Security
Responsible disclosure.
mikrotikfilters.com is a community resource for RouterOS operators — security and privacy are first-order requirements, not afterthoughts. If you find a vulnerability, this page tells you how to report it and what we commit to in return.
How to report
-
Email
security@mikrotikfilters.comwith a description of the issue, impact, and reproduction steps. -
Machine-readable contact:
/.well-known/security.txt(RFC 9116). - Encrypted channel — PGP key URL is queued for the launch checklist; until it's published, send unencrypted reports and we'll respond to set up an encrypted channel if the report warrants it.
What we commit to
- Acknowledge receipt of every good-faith report.
- Engage in dialogue — clarifying questions, asking for repro steps, scoping the impact.
- Credit you in the disclosure post if you want it (or keep you anonymous if you don't).
- Never take adversarial action against a good-faith reporter — no legal threats, no Cloudflare bans, no takedown demands.
We don't publish a fixed turnaround time. mikrotikfilters is a solo-dev project and we don't make time-bound commitments we can't reliably keep.
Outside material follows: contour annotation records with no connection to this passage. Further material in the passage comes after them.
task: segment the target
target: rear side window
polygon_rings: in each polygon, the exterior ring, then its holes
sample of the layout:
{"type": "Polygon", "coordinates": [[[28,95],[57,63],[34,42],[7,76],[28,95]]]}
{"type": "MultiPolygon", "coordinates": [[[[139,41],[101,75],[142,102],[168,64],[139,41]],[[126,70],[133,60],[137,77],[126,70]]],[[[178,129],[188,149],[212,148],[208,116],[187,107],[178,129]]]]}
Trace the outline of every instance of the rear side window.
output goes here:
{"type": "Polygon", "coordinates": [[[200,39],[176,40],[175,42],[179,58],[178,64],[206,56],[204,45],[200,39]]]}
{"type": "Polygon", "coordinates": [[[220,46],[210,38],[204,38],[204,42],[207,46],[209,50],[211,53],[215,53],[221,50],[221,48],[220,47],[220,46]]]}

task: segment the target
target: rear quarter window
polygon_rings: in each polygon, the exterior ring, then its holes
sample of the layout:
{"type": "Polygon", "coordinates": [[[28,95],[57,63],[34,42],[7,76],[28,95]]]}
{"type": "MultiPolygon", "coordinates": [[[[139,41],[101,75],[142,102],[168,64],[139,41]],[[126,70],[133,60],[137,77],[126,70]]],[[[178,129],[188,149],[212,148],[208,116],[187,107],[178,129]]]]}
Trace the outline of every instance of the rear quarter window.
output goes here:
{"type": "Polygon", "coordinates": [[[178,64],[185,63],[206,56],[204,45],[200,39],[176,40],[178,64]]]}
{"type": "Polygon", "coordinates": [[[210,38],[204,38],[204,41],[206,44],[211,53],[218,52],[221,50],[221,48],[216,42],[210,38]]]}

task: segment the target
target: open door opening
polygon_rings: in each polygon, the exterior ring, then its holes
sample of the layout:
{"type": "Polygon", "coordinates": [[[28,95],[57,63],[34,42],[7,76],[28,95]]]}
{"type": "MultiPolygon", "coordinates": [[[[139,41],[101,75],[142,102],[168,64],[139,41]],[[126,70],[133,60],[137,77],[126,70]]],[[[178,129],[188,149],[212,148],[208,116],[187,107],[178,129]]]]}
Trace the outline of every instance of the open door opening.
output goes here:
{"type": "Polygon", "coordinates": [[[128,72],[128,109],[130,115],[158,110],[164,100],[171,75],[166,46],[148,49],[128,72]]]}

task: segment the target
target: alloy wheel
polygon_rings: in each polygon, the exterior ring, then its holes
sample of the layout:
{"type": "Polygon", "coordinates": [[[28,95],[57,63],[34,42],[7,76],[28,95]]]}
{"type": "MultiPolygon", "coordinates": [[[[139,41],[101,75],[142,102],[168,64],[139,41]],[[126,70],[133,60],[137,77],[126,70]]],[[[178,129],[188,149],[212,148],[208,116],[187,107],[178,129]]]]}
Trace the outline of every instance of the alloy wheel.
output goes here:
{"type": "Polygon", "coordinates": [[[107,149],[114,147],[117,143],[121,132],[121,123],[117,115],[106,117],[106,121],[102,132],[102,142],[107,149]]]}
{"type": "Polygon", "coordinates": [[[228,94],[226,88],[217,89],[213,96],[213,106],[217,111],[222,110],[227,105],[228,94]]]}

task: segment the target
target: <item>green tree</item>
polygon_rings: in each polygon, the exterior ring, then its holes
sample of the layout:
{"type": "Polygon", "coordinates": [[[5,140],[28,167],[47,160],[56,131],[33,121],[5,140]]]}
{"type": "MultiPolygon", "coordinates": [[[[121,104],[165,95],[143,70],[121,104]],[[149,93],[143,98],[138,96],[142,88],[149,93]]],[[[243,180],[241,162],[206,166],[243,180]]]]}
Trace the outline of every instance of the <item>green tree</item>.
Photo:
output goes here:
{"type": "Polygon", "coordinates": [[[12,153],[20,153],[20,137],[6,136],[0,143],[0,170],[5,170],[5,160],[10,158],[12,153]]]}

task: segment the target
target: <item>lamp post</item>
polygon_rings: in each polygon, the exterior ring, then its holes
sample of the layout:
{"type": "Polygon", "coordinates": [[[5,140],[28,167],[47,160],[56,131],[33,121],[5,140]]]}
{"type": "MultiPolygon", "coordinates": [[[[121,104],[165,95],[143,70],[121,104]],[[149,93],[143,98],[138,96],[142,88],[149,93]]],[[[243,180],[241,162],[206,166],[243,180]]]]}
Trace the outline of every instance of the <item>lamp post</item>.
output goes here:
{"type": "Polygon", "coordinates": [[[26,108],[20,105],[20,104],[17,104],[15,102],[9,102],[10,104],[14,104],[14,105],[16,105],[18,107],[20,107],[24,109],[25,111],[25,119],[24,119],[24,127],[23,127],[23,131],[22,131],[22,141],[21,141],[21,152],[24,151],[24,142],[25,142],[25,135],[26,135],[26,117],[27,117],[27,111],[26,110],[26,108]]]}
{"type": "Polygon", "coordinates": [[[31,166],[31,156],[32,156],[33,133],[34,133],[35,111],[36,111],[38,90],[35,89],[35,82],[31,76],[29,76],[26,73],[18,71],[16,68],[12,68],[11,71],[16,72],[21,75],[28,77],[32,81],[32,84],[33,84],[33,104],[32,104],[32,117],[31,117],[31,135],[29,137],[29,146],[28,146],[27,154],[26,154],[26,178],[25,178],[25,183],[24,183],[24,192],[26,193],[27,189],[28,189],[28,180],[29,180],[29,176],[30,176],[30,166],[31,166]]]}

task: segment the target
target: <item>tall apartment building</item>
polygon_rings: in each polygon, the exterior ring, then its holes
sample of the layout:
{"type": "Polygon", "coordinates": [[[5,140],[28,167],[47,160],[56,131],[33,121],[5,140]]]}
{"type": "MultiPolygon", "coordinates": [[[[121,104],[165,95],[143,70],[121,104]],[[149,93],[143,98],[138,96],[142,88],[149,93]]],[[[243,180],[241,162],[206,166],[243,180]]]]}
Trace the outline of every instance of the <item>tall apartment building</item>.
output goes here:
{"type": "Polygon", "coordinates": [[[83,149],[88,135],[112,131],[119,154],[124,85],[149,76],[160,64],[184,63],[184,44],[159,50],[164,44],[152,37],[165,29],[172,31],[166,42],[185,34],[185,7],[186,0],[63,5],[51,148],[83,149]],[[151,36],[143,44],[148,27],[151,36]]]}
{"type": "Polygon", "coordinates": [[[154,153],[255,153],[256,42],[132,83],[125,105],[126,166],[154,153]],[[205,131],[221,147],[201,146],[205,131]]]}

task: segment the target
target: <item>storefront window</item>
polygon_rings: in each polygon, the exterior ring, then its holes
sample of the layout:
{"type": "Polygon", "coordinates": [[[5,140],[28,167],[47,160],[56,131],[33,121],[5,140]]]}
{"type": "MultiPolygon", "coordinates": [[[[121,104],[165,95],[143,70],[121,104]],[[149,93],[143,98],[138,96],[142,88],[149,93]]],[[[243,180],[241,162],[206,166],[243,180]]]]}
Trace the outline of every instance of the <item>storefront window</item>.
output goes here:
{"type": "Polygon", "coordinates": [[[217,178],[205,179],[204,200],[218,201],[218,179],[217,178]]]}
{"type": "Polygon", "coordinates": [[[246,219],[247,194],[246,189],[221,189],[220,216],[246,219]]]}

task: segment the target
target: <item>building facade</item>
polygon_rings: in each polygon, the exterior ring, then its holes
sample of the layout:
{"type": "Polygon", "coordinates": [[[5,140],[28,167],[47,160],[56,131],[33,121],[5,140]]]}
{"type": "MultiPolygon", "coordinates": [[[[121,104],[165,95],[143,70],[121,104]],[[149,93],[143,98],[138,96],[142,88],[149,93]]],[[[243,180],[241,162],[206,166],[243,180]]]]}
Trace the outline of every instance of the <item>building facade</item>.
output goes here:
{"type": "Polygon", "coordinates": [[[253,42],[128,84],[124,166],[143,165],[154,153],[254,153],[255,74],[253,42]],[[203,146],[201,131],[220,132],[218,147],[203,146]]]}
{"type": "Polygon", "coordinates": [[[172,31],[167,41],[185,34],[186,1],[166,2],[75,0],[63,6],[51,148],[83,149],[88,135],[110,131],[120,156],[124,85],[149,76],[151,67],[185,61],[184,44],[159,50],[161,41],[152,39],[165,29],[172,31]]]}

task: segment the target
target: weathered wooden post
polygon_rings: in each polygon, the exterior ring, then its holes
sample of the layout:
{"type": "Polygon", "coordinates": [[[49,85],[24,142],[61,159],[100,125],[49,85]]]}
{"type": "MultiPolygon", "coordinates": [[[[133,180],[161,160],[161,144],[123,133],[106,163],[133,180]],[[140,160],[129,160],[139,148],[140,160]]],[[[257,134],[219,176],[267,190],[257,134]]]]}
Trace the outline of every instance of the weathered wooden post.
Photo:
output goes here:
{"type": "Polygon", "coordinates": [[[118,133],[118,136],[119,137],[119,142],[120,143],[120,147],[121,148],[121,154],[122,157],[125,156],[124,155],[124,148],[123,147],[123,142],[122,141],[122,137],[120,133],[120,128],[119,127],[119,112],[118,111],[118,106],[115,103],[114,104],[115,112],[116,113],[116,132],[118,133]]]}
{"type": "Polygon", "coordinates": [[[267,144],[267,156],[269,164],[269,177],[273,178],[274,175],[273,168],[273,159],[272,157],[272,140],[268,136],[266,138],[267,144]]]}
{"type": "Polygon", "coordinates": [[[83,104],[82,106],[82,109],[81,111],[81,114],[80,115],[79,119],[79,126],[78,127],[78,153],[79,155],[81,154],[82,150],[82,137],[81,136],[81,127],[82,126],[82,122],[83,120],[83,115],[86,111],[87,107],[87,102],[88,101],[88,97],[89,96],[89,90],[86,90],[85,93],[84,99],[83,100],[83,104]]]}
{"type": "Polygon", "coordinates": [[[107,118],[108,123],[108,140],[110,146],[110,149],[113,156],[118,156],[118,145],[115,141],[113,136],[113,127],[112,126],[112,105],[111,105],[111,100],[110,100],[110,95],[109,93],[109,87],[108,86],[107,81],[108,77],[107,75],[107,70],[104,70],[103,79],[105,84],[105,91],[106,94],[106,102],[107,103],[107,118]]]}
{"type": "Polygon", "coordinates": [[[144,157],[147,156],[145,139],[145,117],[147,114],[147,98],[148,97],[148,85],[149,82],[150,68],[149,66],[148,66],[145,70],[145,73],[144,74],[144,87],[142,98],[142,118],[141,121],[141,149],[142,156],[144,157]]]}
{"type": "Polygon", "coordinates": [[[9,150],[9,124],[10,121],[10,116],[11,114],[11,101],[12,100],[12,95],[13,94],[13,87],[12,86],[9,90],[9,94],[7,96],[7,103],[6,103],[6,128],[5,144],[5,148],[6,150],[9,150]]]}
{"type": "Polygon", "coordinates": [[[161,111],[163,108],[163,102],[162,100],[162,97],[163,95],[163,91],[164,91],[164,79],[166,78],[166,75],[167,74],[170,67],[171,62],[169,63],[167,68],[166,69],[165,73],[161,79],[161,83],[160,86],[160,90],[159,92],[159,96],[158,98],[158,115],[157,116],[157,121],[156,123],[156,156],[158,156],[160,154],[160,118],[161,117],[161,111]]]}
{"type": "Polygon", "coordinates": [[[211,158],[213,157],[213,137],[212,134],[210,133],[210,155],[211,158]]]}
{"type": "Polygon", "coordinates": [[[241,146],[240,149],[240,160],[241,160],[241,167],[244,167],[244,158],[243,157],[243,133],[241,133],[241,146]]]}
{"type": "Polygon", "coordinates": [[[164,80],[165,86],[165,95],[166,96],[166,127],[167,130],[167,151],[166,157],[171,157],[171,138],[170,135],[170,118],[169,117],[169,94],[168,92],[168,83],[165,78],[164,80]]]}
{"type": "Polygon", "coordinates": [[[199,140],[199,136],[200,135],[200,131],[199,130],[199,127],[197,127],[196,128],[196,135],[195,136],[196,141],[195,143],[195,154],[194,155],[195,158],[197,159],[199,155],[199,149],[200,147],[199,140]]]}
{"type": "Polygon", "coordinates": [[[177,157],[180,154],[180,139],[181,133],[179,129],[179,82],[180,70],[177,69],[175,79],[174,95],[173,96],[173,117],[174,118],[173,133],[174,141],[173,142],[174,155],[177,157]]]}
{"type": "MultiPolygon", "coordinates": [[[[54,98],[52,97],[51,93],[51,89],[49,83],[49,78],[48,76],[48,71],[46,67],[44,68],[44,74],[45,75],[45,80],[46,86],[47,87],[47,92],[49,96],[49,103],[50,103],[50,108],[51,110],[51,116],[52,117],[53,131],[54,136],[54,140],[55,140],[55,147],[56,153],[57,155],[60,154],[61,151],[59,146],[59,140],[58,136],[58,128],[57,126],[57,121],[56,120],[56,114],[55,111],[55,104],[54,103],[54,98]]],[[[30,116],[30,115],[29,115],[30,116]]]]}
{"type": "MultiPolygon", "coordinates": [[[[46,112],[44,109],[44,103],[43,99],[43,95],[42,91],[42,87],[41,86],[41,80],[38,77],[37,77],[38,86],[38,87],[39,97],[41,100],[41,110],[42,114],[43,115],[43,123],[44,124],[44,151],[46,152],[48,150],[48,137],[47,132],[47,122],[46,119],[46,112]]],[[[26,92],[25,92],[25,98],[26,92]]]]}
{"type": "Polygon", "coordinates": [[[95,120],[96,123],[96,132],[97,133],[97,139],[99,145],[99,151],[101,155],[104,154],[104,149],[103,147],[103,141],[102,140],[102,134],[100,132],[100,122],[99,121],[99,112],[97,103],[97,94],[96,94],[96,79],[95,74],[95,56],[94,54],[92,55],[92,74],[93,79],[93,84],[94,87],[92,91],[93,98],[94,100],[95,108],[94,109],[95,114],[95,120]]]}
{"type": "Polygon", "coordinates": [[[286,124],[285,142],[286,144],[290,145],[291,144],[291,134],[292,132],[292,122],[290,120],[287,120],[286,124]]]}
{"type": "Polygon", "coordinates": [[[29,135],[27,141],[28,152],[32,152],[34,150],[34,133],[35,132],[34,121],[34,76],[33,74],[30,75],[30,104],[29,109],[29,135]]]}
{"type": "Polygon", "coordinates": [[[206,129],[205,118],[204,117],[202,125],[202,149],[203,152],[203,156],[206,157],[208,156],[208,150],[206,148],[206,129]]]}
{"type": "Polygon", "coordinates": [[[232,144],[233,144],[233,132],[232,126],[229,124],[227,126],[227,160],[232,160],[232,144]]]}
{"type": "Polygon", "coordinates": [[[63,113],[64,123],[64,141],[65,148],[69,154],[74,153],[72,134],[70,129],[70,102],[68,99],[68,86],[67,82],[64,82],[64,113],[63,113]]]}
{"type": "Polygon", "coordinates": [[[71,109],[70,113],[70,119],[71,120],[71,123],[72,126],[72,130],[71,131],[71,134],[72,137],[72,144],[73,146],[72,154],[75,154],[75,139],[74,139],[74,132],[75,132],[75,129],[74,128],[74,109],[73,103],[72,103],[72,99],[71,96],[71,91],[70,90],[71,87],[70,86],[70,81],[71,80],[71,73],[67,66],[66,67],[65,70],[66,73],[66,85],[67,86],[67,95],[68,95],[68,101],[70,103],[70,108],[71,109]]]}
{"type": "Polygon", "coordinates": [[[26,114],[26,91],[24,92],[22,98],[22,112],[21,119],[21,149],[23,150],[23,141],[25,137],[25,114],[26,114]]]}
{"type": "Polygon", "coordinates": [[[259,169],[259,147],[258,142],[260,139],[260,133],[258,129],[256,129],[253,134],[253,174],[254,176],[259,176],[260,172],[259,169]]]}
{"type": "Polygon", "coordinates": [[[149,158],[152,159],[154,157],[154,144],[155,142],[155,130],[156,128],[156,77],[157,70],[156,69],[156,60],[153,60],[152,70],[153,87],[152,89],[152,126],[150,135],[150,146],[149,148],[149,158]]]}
In practice we aim to acknowledge fast and ship fixes as soon as the impact + complexity warrant — which on a small surface usually means days, not weeks.
What we ask in return
- Don't access, alter, or destroy data that isn't your own (test accounts you control are fine).
- Don't degrade service for other users — no DDoS, no fuzzing in tight loops without rate-limiting, no credential-stuffing.
- Give us a reasonable window to fix before public disclosure. We don't define "reasonable" rigidly — talk to us, we'll agree on a date together.
- Stay within the scope of mikrotikfilters.com and its subdomains. The community-blocklist data inside the lists is upstream-supplied; vulnerabilities in the upstream feeds (Spamhaus, HotCakeX, Tor) belong with those projects.
Architectural posture
These controls are in place (or scheduled to be in place before v1.0 launch):
- Strict CSP (no
unsafe-inline, nounsafe-eval) — queued before v1.0. - HSTS preload-eligible (2-year, includeSubDomains, preload) — shipped in v0.32.2.
- Strict transport headers: XCTO, XFO=DENY, COOP, CORP, Permissions-Policy with empty allowlists for unused features — shipped in v0.32.2.
- Magic-link auth only — no passwords, no password-reset flow to defend.
- Cloudflare Rate Limiting bindings (atomic, edge-shared) on auth + onboarding + submission surfaces — shipped in v0.32.1.
- Stripe webhook signature verification + replay protection — queued before v1.0.
- 2FA required for admin/moderator accounts — queued before v1.0.
- Renovate / Dependabot for dependency updates; SAST (semgrep + npm audit) blocking on high/critical — queued before v1.0.
- Audit log for every state-changing action — shipped in
v0.25.0–v0.31.0; viewer at
/admin/audit. - IP + User-Agent hashed at write-time with a salted scheme — DB never holds cleartext PII.